Fluency in the Language of Rural Communities
Promote a Passion for Rural While Finding Balance. There’s an age-old and hopefully now settled debate around clinicians living in the communities in which they serve. You should curb any expectation that all new providers will live in the community. Some will, others won’t. In the past, rural healthcare professionals largely accepted that working and living in the community meant providing on the spot diagnoses at school functions or the grocery store. A colleague of mine once described a patient who sometimes showed up at the local rural provider’s house seeking medical care outside of practice hours. Today, healthcare providers expect and deserve work/life balance (and separation.) It’s no longer necessary for the rural hospital recruiter to sell the community to the candidate in terms of planting roots through home ownership.

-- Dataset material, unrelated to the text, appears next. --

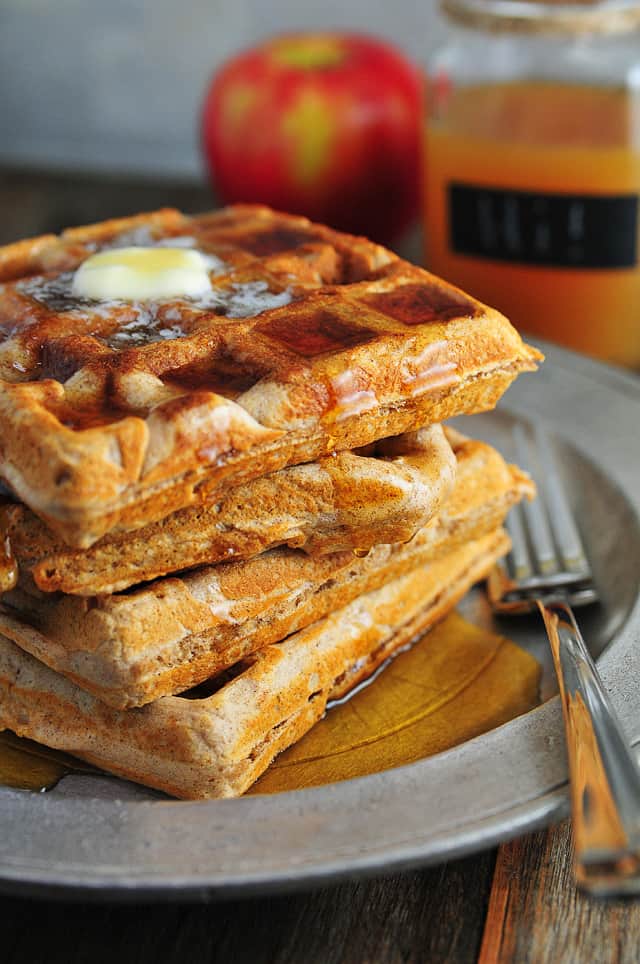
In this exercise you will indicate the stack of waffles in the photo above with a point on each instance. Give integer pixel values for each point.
(223, 511)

Focus on the amenities – no bumper-to-bumper traffic, beautiful landscapes, the delicious lunch at the local grocery store (yes, rural grocery stores do serve the best lunches, especially in the South). There’s a delicate balance in highlighting the importance of provider connection with the community while not expecting them to live there. When it comes to discussing avenues for play/leisure, shopping, and schools systems, don’t try to downplay, but describe what’s available in proximity to your rural community if these are either inaccessible or lacking in quality. Lastly, get to know the community. Learn how residents view it to shape your perspective, which will help you promote the community to candidates in a comprehensive, authentic, and favorable light. For help with identifying your hospital and community assets, consult with Dr. Dave Schmitz and the Community Apgar Program (https://www.ruralhealthinfo.org/rural-monitor/interview-with-david-schmitz/). This evidence-based program helps identify assets and gaps in rural hospital/community alignment around workforce and recruitment initiatives.
Align with Rural Community Attitudes. Every rural hospital is a living product of healthcare providers and citizens working together to sustain community-based, timely hospital care, often in the face of socio-economics challenges and geography. Too often members of rural communities have experienced a loss – be it the closing of a manufacturing plant down the street, or a merger falling through that promised new jobs. Building trust is paramount and tough to do. It comes down to people – meeting, connecting with, and finding a common goal – an engaged, retained healthcare workforce to help your rural hospital and community thrive. When matched with the core facets of rural healthcare workforce, the key to successful rural hospital recruitment comes down to authentic connection with people.